My second critique of Fortosis’ work is its overly pragmatic nature. He seems to assume that by presenting several stories of “success” we can now follow similar translation decisions. A pragmatic drive will also eventually encourage sloppy translation methods. Fortosis’ work would be much stronger with a clear appeal to the theological nature of Bible translation.
Fortosis clearly paints a compelling picture. There are billions of people who have never heard the name of Jesus, they have never heard the gospel, and they have never felt the weight of God’s word in their hands. In addition to the great need for Bible translation, Fortosis has rightly honored the thousands of men and women who have given their lives to the transmission of Scripture. In light of this portrayal Fortosis’ work has several clear shortcomings. These shortcomings are too great to overlook when looking for a helpful primer on Bible translation/translators.
Stiles, J. Mack. Marks of the Messenger: Knowing, Living, and Speaking the Gospel. Downers Grove, IL: IVP Books, 2010. 128 pp. $15.00
Reviewed by Jeff Reynolds. Reynolds is Associate Pastor of Adult Faith Development at Hillvue Heights Church in Bowling Green, KY and Garrett Fellow to Dr. Timothy Beougher at Southern Seminary. He holds an M.Div. from Southern Seminary, where he is currently pursuing a Ph.D.
Since the latter part of the twentieth century, many works on evangelism have focused on pragmatic methodologies whereby potential soul-winners might hone their craft by picking up various techniques from others who have found such methods to be profitable.
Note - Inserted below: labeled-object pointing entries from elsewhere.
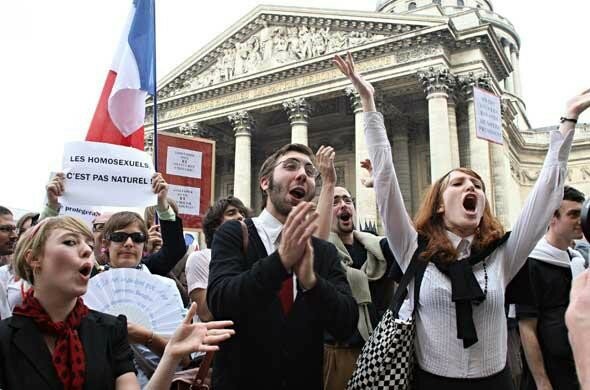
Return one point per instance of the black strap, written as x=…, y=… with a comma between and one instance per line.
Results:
x=416, y=270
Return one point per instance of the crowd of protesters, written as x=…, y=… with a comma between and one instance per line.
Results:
x=288, y=297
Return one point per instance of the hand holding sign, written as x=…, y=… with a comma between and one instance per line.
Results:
x=55, y=188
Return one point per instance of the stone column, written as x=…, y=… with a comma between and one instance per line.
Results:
x=243, y=125
x=516, y=66
x=509, y=81
x=401, y=160
x=437, y=86
x=366, y=205
x=298, y=110
x=479, y=150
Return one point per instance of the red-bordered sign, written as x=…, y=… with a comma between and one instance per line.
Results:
x=188, y=165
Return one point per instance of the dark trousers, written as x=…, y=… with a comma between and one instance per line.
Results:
x=426, y=381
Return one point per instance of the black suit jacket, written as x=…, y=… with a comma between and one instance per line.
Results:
x=25, y=360
x=173, y=248
x=271, y=350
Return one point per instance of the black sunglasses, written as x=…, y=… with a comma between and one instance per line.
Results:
x=136, y=237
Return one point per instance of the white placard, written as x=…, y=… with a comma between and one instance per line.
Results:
x=188, y=199
x=108, y=175
x=184, y=162
x=85, y=213
x=488, y=116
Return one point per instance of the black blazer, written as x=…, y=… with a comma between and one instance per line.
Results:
x=271, y=350
x=173, y=248
x=25, y=360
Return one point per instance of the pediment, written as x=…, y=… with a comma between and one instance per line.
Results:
x=274, y=37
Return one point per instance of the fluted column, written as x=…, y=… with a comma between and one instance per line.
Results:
x=298, y=110
x=401, y=160
x=437, y=86
x=243, y=125
x=366, y=204
x=479, y=150
x=509, y=81
x=516, y=73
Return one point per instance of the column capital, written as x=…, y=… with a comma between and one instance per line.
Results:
x=466, y=83
x=194, y=129
x=242, y=122
x=298, y=109
x=355, y=99
x=437, y=81
x=148, y=142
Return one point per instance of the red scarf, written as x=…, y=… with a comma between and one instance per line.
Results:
x=68, y=355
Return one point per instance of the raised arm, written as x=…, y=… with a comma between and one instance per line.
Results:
x=547, y=192
x=400, y=232
x=325, y=162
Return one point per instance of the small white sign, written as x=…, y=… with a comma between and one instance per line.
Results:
x=188, y=199
x=108, y=175
x=488, y=116
x=184, y=162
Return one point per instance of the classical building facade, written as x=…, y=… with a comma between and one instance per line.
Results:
x=269, y=80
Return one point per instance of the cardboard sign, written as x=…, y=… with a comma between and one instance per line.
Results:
x=488, y=116
x=108, y=175
x=188, y=165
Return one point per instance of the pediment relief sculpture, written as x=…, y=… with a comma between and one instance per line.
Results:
x=275, y=46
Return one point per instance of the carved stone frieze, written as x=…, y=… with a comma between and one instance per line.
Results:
x=242, y=122
x=297, y=109
x=437, y=81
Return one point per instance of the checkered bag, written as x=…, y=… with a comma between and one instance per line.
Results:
x=387, y=358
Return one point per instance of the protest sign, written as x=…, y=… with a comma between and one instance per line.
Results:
x=107, y=175
x=188, y=165
x=488, y=116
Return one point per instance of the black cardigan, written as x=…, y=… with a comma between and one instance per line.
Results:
x=269, y=350
x=25, y=360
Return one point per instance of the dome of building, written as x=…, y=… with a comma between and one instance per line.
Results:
x=403, y=6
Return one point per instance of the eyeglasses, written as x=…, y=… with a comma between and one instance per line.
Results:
x=8, y=229
x=98, y=227
x=136, y=237
x=345, y=199
x=292, y=165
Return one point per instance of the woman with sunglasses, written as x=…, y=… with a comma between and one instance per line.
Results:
x=461, y=336
x=125, y=237
x=54, y=341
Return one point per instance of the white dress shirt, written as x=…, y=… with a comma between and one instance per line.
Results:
x=438, y=350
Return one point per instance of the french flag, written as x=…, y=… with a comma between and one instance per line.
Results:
x=120, y=113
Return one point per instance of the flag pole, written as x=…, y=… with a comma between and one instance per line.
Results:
x=155, y=110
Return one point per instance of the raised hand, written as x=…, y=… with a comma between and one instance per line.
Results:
x=197, y=337
x=55, y=188
x=298, y=228
x=304, y=269
x=160, y=188
x=362, y=86
x=578, y=104
x=325, y=162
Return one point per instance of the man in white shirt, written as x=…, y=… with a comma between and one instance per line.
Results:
x=197, y=265
x=552, y=266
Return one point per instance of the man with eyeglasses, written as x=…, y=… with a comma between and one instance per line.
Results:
x=8, y=237
x=371, y=271
x=285, y=291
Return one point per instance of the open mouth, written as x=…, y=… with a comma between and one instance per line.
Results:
x=297, y=193
x=345, y=216
x=470, y=203
x=85, y=270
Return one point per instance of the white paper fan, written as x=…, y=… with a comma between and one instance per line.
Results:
x=148, y=300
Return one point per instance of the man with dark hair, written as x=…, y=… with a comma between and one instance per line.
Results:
x=371, y=270
x=284, y=290
x=552, y=265
x=197, y=265
x=8, y=232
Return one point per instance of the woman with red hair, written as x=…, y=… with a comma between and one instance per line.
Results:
x=460, y=320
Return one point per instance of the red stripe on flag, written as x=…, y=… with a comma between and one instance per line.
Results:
x=102, y=128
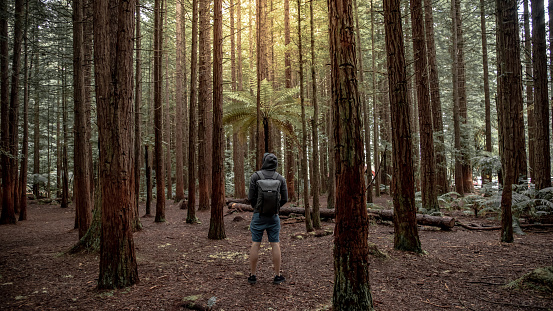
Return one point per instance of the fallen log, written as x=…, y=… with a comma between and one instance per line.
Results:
x=475, y=227
x=443, y=222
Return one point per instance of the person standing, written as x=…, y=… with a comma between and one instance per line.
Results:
x=267, y=193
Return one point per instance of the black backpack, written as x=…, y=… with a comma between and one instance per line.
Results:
x=268, y=194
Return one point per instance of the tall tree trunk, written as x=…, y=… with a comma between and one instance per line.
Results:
x=314, y=126
x=238, y=147
x=462, y=95
x=510, y=92
x=88, y=61
x=529, y=90
x=204, y=104
x=351, y=252
x=65, y=158
x=331, y=199
x=365, y=108
x=58, y=147
x=428, y=164
x=488, y=174
x=137, y=104
x=406, y=235
x=148, y=169
x=8, y=213
x=216, y=223
x=83, y=196
x=36, y=130
x=261, y=22
x=550, y=15
x=459, y=184
x=376, y=148
x=289, y=157
x=542, y=171
x=158, y=114
x=9, y=169
x=25, y=153
x=435, y=100
x=179, y=100
x=113, y=51
x=191, y=212
x=304, y=164
x=167, y=122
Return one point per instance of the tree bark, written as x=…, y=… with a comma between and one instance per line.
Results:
x=204, y=104
x=314, y=127
x=238, y=147
x=406, y=235
x=308, y=222
x=428, y=164
x=10, y=115
x=351, y=253
x=289, y=157
x=191, y=212
x=487, y=175
x=158, y=115
x=435, y=100
x=542, y=170
x=510, y=92
x=113, y=51
x=179, y=100
x=25, y=148
x=216, y=223
x=376, y=139
x=261, y=21
x=148, y=169
x=365, y=108
x=529, y=81
x=83, y=196
x=459, y=184
x=462, y=95
x=137, y=118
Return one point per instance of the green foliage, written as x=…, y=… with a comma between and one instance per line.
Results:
x=280, y=108
x=540, y=279
x=487, y=161
x=527, y=202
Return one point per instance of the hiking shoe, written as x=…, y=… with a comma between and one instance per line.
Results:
x=252, y=279
x=279, y=279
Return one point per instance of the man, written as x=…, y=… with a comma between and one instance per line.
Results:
x=266, y=222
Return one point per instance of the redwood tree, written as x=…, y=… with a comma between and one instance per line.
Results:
x=113, y=54
x=428, y=164
x=510, y=104
x=179, y=100
x=83, y=196
x=191, y=212
x=434, y=85
x=406, y=235
x=217, y=224
x=542, y=169
x=351, y=252
x=158, y=115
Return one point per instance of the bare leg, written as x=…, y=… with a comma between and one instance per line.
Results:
x=254, y=255
x=276, y=257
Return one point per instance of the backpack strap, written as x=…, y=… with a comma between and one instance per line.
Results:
x=261, y=176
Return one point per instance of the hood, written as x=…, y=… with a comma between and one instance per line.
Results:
x=270, y=162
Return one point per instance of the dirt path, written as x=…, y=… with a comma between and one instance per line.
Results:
x=462, y=270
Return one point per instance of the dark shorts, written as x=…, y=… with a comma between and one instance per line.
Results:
x=261, y=223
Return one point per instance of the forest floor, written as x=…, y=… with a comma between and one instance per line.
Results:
x=461, y=270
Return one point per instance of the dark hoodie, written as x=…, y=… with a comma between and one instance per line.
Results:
x=270, y=164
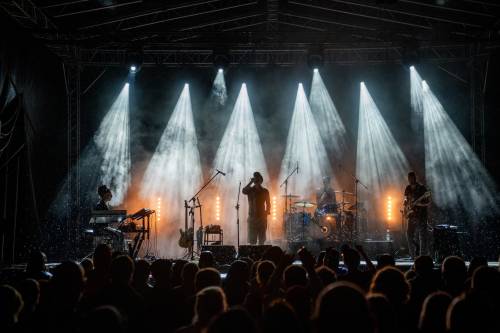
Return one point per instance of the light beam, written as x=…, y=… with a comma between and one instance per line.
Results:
x=456, y=176
x=219, y=91
x=112, y=141
x=105, y=160
x=239, y=155
x=380, y=163
x=305, y=147
x=327, y=118
x=416, y=99
x=174, y=172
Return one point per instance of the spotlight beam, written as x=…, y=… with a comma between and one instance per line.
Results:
x=327, y=118
x=112, y=141
x=380, y=163
x=455, y=174
x=239, y=155
x=174, y=172
x=304, y=145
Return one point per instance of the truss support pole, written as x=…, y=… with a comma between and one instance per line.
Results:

Such books were written with good intentions and have served the church by providing needed methodological helps to good, Christian folks who just needed a nudge out of the ecclesiastical nest to be sent out, armed with the gospel and some good evangelistic procedures, into a lost and dying world.
J. Mack Stiles prefers a different approach to evangelism. Stiles, who is CEO of Gulf Digital Solutions and general secretary for the Fellowship of Christian UAE Students (FOCUS) in the United Arab Emirates, moved his family to the Middle East just days after September 11, 2001 and has devoted his life to carrying the gospel to the nations. In Marks of the Messenger, Stiles asserts that before a Christian can be a healthy evangelist, he must first be a healthy Christian. For too long, he says, the church has produced unhealthy disciples and evangelists who, by default, produce unhealthy disciples, evangelists, and churches. To remedy this situation, Stiles stresses that Christians must first answer this question: “Who would Jesus have me to be—period?” (18).
Who would Jesus have Christians to be? According to Stiles, Jesus would have Christians to be people of faith first by believing in Christ and second by actively and faithfully following him (18). Stiles believes that “the greatest obstacle to healthy evangelism is pragmatism: ‘doing evangelism’ before we ever think who we are meant to be as evangelists” (19). In Marks of the Messenger, Stiles seeks to remedy this problematic paradigm.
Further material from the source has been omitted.